A big problem here is that being vegan is being framed as the one thing to do to check the box of "I'm saving the world". When, if I understand correctly, it won't, it will just make it so the world could support, what, 25% more human vegan population than meat-eating. But, at our other rates of environmental impact, and with them growing rapidly worldwide, we're already way past either of those population numbers.
It seems to be a strategy of expecting that the next steps and next steps will be ones that have more and more impact. And it seems that in reality, the growth of impact of next steps would need to be a very unlikely amount of exponential.. unless huge population reduction comes up very soon.
This all is part of why when SOME of us meat eaters are challenged by vegans, including that assumption/message of veganism being the one box a person has to check to save the world, our reaction is along the lines of "ohhh, fuck off". (especially for me, where I believe, even while eating a lot of chickens, that my current environmental impact is about 1/10th of the average American... So, when someone who owns both a big house AND a van they could live in, drives a ton, was about to
book a helicopter to shorten a hike, and so on said to me "A person can't call themselves an environmentalist if they aren't vegan", I #1-get annoyed and #2- questioned their ability to think clearly, and became dismissive of their opinions.

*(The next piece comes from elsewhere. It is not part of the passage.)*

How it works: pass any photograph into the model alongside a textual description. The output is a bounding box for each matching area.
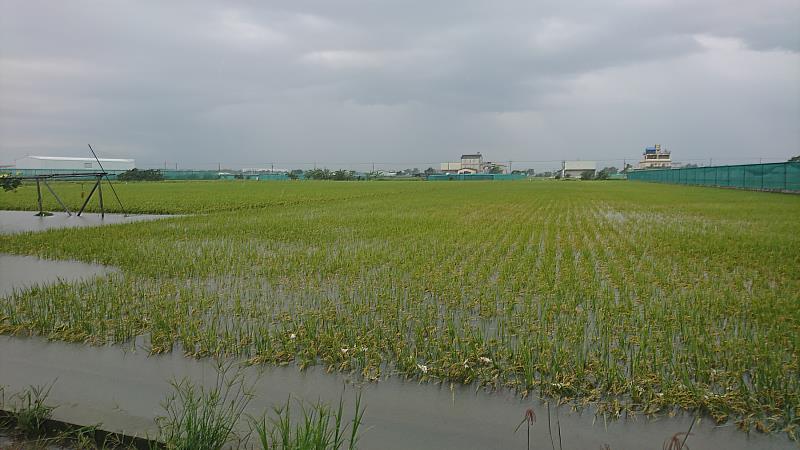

Anyways, aren't these types of things already quantified? For example, starting from a basis of exactly zero (ie vs. killing oneself right now or having never been born):
- eating meat vs being vegan adds X tons of ghg emissions per lifetime
- driving a car ## miles/year ads Y
- Living in a house or apartment ads...
- Working certain types of jobs ads...
- having a child ads... (using expected birth rates, expected changes in impact, etc)
As a self-centered INTJ meat eater, knowing these kind of numbers is more or less the only thing that could tip the scales and convince me to become vegan (if they get to a point where their multiplier of my environmental concern overrides the reasons I want to eat meat).